一、需求簡單概述
1. 原因:
估計看到這篇文章的人都會覺得統計每天的下載量排名這個需求聽起來就是T+1的離線批處理需求,其實我也是這麼覺得的,所以爲什麼要寫這個呢?其實這是以前的需求,以前是實時統計的需求,但是排名什麼的是在後期的接口通過讀取數據庫的數據進行實現的,現在就覺得通過接口來獲取數據庫的數據進行排序什麼的效率比較低,就希望直接把排序結果直接寫到數據庫中。這也是爲什麼平常我比較習慣用Scala去寫Spark和Flink,而這次使用Java編寫的原因,因爲寫在以前的項目中所以就得使用他們以前的編寫方式了。然後我爲什麼要整理成文章呢?因爲這個需求用到了Flink的 狀態編程、WaterMark、時間語義、狀態後端、定時器 等,一開始在網上找相關的資料也不多,所以還是有點記錄意義的。
2. 需求:
一開始我以爲就是實時統計當天0點到計算時候的這個時間段每個遊戲的下載量排名,所以就按照這樣去實現,後面我寫完了才知道只需要實時統計下載量最大的那個遊戲就可以了,其實差不多,所以代碼中我會有註釋掉的一部分。
3. 實現思路:
拿到數據以後,因爲所有的遊戲數量並不是很大,所以用一個狀態保存所有遊戲的下載量,方便後面統計拿到最大下載量的遊戲數據進行入庫。所以同一天的數據會使用同一個狀態,那問題來了,這個今天的狀態後面應該就沒什麼用了,那這個狀態每天一個每天一個的不是越來越多,所以我設置了個定時器,定時器兩天後觸發,定時器觸發的時候進行的操作就是對兩天前的那個狀態進行一個清空。所以還需要第二個狀態來保存定時器的時間。我還設置了第三個定時器用於去重使用。這裏還有一個小的細節,就是比如你的數據是兩天以後纔到,這時候兩天前的定時器都清空了,就容易導致數據出錯,所以還得進行一個判斷,拿watermark的時間和傳進來的時間進行一個比較,如果傳進來的時間加上兩天還大於watermark的時間那就捨去不處理。大概的思路是這樣,因爲這種需求是今天零點到現在的下載量最大,不是每個鍾或者某段時間,像每五分鐘的下載量最大這種其實用Window就會方便很多,也不用考慮那麼多狀態。但是這裏其實也可以加上Window,就是每多少分鐘執行一次,但是我這邊沒有加,也差不多。

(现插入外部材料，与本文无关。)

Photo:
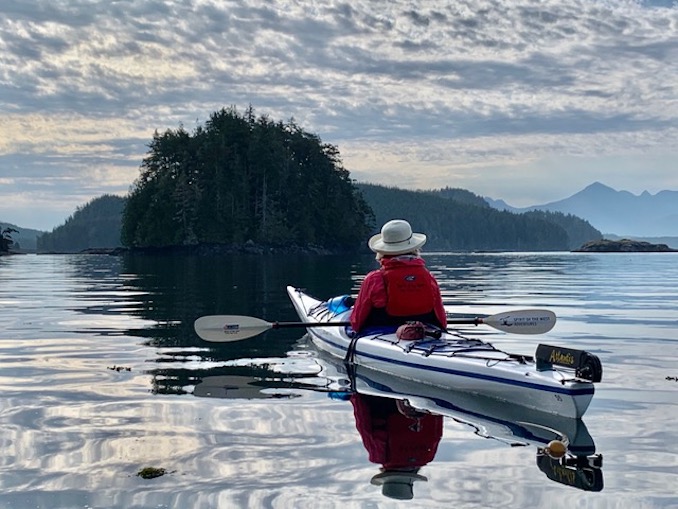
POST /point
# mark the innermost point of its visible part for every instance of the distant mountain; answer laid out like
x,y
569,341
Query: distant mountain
x,y
616,212
94,225
458,220
25,240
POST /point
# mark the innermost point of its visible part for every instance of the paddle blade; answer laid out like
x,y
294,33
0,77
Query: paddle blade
x,y
227,328
523,321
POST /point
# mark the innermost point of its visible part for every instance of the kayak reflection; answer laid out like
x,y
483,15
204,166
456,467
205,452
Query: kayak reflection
x,y
401,422
399,437
565,450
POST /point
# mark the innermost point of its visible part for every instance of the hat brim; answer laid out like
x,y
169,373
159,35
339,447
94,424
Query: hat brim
x,y
377,244
396,476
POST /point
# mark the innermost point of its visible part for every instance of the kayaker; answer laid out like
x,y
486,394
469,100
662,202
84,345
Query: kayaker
x,y
402,289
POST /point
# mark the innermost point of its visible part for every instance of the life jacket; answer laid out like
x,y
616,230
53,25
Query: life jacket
x,y
408,290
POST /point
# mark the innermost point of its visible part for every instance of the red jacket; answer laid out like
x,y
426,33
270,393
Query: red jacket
x,y
372,294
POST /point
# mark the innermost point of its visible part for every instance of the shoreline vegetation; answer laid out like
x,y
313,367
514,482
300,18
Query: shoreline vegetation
x,y
623,246
596,246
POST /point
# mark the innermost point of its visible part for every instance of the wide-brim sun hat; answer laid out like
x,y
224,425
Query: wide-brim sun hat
x,y
397,485
396,238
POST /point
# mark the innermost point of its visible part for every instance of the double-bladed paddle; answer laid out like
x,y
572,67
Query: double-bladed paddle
x,y
227,328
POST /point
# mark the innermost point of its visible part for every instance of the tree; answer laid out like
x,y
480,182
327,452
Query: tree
x,y
6,241
241,178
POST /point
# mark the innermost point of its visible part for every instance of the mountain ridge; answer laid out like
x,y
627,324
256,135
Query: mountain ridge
x,y
614,212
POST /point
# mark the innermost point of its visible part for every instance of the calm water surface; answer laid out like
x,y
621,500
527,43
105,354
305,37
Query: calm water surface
x,y
102,374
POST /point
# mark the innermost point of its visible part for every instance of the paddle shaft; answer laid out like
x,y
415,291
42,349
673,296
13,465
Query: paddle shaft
x,y
226,328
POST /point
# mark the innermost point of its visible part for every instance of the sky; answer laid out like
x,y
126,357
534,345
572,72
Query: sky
x,y
528,101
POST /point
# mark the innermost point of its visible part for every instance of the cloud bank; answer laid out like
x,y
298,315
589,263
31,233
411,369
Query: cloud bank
x,y
521,100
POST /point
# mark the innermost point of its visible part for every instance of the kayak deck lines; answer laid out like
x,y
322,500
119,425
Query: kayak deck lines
x,y
454,361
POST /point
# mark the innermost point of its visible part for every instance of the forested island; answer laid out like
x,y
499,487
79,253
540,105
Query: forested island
x,y
247,183
623,246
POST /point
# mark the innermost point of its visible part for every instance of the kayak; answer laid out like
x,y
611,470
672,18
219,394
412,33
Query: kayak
x,y
556,380
577,464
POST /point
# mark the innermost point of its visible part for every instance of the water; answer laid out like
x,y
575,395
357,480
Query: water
x,y
102,374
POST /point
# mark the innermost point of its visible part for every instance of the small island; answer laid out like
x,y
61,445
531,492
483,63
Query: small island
x,y
623,246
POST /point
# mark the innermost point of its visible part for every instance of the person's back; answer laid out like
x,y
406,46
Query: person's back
x,y
402,289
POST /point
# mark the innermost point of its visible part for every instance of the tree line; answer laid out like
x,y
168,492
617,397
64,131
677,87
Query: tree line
x,y
458,220
242,178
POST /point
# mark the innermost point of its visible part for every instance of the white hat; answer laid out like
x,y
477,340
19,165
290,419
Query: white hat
x,y
397,485
396,237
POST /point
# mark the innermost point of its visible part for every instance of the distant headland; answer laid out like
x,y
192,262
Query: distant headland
x,y
623,246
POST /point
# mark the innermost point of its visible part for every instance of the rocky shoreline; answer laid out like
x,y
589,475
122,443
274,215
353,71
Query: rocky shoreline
x,y
623,246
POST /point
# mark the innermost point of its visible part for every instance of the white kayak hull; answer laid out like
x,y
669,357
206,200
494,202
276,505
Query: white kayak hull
x,y
452,361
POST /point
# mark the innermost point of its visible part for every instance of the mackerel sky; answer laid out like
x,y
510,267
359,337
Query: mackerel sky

最後是輸出到MongoDB數據庫,這裏就不貼輸出的代碼了。
二、代碼實現
pom.xml:
<!-- Apache Flink dependencies -->
<dependency>
<groupId>org.apache.flink</groupId>
<artifactId>flink-core</artifactId>
<version>1.8.1</version>
</dependency>
<dependency>
<groupId>org.apache.flink</groupId>
<artifactId>flink-java</artifactId>
<version>1.8.1</version>
</dependency>
<dependency>
<groupId>org.apache.flink</groupId>
<artifactId>flink-streaming-java_2.11</artifactId>
<version>1.8.1</version>
</dependency>
<dependency>
<groupId>org.apache.flink</groupId>
<artifactId>flink-statebackend-rocksdb_2.11</artifactId>
<version>1.8.1</version>
</dependency>
<dependency>
<groupId>org.mongodb</groupId>
<artifactId>mongo-java-driver</artifactId>
<version>3.8.2</version>
</dependency>
<dependency>
<groupId>org.apache.flink</groupId>
<artifactId>flink-hadoop-compatibility_2.11</artifactId>
<version>1.8.1</version>
</dependency>
<dependency>
<groupId>org.mongodb.mongo-hadoop</groupId>
<artifactId>mongo-hadoop-core</artifactId>
<version>2.0.0</version>
</dependency>
數據格式:
遊戲id 時間戳 設備標識 版本 渠道
id1 1576684800 imei1 version1 channel1
一條數據就是一次下載,上面這條數據的意思就是imei1這個設備在1576684800這個時間戳下載了id1的遊戲。
- Topology.java
import com.mongodb.client.model.WriteModel;
import org.apache.flink.api.common.functions.MapFunction;
import org.apache.flink.api.java.utils.ParameterTool;
import org.apache.flink.contrib.streaming.state.RocksDBStateBackend;
import org.apache.flink.streaming.api.CheckpointingMode;
import org.apache.flink.streaming.api.TimeCharacteristic;
import org.apache.flink.streaming.api.datastream.SingleOutputStreamOperator;
import org.apache.flink.streaming.api.environment.StreamExecutionEnvironment;
import org.apache.flink.streaming.api.functions.timestamps.AscendingTimestampExtractor;
import org.apache.flink.streaming.api.windowing.time.Time;
import org.bson.Document;
import org.slf4j.Logger;
import org.slf4j.LoggerFactory;
import java.util.List;
public class Topology {
public static final String ProjectName = "halo-download";
public static void main(String[] args) throws Exception {
Logger logger = LoggerFactory.getLogger(Topology.class);
// 不同項目加載不同的路徑的配置
ParameterTool params = ParameterTool
.fromPropertiesFile(
Topology.class.getResourceAsStream("/normal.properties")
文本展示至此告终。